German pharmaceutical technology company LTS Lohmann is expanding its operations in the United States through the acquisition of Renaissance Lakewood, a New Jersey-based contract development and manufacturing organization (CDMO). The acquisition is aimed at strengthening LTS’s production network and enhancing its range of drug delivery technologies.
LTS, whose core business focuses on developing and manufacturing drug delivery systems, announced that it will acquire Renaissance for an undisclosed amount. The deal is expected to close before the end of November. With this addition, LTS will incorporate Renaissance’s Lakewood, New Jersey, site into its existing group of facilities in Germany, Israel, and the U.S., where it currently operates plants in West Caldwell, New Jersey, and St. Paul, Minnesota, according to a company press release.
Renaissance, founded in 1979, is headquartered in Lakewood, New Jersey, where its production campus is also located. The company specializes in manufacturing unit-dose, bi-dose, and multi-dose nasal sprays, as well as small-volume parenteral fill-finish vials. It also offers R&D formulation development and spray characterization through its laboratories.
According to LTS, the acquisition will bring approximately 500 Renaissance employees into its organization. The move is expected to broaden LTS’s drug delivery portfolio and strengthen its position in the CDMO market. Renaissance operates more than 310,000 square feet of manufacturing, laboratory, and support space across its New Jersey site.
In announcing the acquisition, LTS Chief Executive Bas van Buijtenen stated, “This acquisition marks a significant step in our strategy to expand our CDMO capabilities and strengthen our position as a global leader in innovative drug delivery solutions.” He added that Renaissance’s expertise in nasal sprays and sterile dosage forms aligns with LTS’s current capabilities and will help the company provide greater value to partners and patients worldwide.

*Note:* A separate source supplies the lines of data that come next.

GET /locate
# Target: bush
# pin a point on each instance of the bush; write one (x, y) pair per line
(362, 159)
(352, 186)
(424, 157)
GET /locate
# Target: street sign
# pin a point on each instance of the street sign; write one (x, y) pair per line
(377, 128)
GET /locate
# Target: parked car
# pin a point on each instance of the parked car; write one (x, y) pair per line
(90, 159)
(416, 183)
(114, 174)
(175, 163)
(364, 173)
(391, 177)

The announcement comes at a time when U.S. pharmaceutical manufacturing activity has been increasing across the sector. Much of the investment in domestic production has been driven by the possibility of import tariffs on pharmaceuticals under the Trump administration. For larger branded drug manufacturers, those concerns have led to the development of new production sites in the country.

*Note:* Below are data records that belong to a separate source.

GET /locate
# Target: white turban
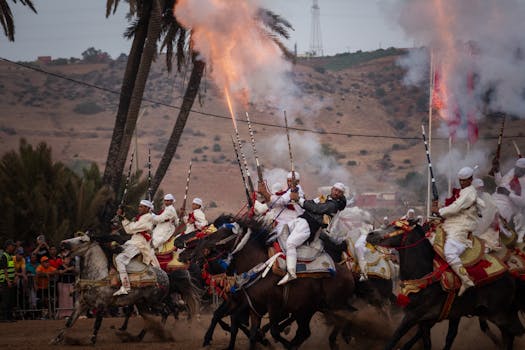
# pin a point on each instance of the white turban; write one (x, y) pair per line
(169, 197)
(465, 173)
(339, 186)
(260, 208)
(477, 183)
(297, 177)
(277, 187)
(146, 203)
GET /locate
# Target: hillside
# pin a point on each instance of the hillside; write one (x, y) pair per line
(348, 96)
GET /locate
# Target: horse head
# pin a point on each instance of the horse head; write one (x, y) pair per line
(397, 234)
(77, 245)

For CDMOs and producers of generic and biosimilar medicines, mergers and acquisitions have been a common approach to expand U.S. manufacturing capacity in 2025.
Recent transactions include the purchase of a North Carolina drug factory by U.K.-based OXB (formerly Oxford Biomedica) from National Resilience, a production plant in Phoenix, Arizona, acquired by Spanish company Laboratorios Farmacéuticos Rovi from Bristol Myers Squibb, and the acquisition of an Eli Lilly drug substance plant in Branchburg, New Jersey, by Korea’s Celltrion. In addition, Ypsomed, a Swiss drug delivery company, announced plans to invest in building its first U.S. manufacturing plant in Holly Springs, North Carolina.

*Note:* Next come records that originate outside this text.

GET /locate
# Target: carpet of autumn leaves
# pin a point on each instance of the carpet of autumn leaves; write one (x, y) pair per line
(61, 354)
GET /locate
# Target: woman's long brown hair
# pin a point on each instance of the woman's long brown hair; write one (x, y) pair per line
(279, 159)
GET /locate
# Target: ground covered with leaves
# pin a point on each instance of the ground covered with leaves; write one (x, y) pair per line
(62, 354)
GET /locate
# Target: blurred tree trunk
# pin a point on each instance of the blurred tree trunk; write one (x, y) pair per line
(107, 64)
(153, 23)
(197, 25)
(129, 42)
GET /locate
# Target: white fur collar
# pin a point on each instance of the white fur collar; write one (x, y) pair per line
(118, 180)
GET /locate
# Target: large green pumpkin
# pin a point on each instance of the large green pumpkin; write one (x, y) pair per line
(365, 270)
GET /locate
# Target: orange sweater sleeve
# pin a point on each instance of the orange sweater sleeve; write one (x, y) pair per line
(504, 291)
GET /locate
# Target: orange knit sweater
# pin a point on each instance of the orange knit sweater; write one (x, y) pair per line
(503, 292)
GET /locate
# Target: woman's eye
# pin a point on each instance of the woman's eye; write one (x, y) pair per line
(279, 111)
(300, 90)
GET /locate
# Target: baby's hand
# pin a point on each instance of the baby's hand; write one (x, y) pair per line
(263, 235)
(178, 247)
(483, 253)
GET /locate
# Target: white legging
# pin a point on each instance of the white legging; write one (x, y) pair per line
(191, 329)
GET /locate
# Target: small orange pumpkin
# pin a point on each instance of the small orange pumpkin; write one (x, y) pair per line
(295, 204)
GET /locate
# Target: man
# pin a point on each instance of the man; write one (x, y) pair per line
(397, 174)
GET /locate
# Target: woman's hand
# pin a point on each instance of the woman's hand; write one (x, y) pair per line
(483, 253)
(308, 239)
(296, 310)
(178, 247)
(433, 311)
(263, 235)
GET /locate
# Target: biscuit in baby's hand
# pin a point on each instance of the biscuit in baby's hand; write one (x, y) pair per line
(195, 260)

These developments follow a September announcement by President Donald Trump, who stated that companies would face a 100% import tariff on branded pharmaceutical products shipped from abroad unless they are actively establishing manufacturing facilities in the United States.
Looking forward, LTS now faces the challenge of integrating Renaissance’s operations smoothly while preserving its culture and quality standards. The company may invest in upgrading the Lakewood facility’s biotech capabilities, such as adding more sterile injectable lines or adapting to larger volume outputs. Further, LTS could use the U.S. footprint as a strategic hub to serve North American biotech and pharma customers more directly, reducing lead times and logistical complexity.
Beyond just expansion, LTS might leverage synergies between its European and U.S. operations—sharing process innovation, cross-training staff, and optimizing supply chains. Such integration could drive cost efficiencies, improve technology transfer speed, and ultimately strengthen LTS’s competitive edge in drug delivery services. This move also signals to the CDMO market that LTS is serious about scaling and competing globally—not just in Europe but in the heart of pharma production in the U.S.